By Page Gifford
Correspondent
The short film, “May’s Machines,” tells the story of 97-year-old John May, a farmer born and raised in Fluvanna County. The film is the brainchild of Producer and Director Julius Neelley and Cinematographer David Small.
A former assistant superintendent of buildings and grounds and a plumber, his hobby and his passion are collecting farm equipment and tools. Neelley and Small visited him at his farm to interview him and see his vast collection, most of which is now housed at the Farm Heritage Museum at Pleasant Grove.
Both Neelley and Small based their film on preserving the memories of a man who lived through a different time in history. They filmed their interview with May against the backdrop of the museum and its agricultural treasures of the past, restored farm equipment, still and silent but able to tell their stories, through May, of Fluvanna’s agricultural history and what life was like decades ago when people accepted self-sufficiency and were proud of it.
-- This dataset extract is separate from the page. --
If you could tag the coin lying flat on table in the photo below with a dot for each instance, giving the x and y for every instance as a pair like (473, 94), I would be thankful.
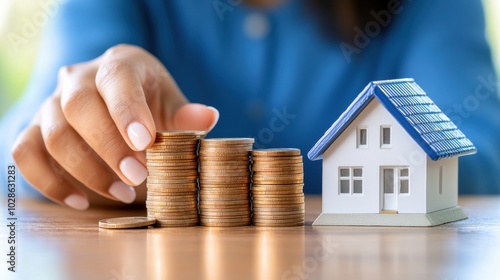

It was a much different way of living. “In the ’20s and ’30s, everyone had a subsistence farm, a small lot of tobacco or a large crop of tomatoes,” said Betty McGehees, who was interviewed for the film. Women would be out in the heat harvesting tomatoes and then spend the day canning and putting their labels on the can. “During World War I in France an American soldier from Fluvanna went to the ration’s tent and got a can of tomatoes with a Fluvanna label on it,” she said.
May, who was born in 1922 and will be 98 in March, paints a picture of survival, of living a hard life by today’s standards and existing on kindness and on business by barter and trade. But it is a life he doesn’t regret.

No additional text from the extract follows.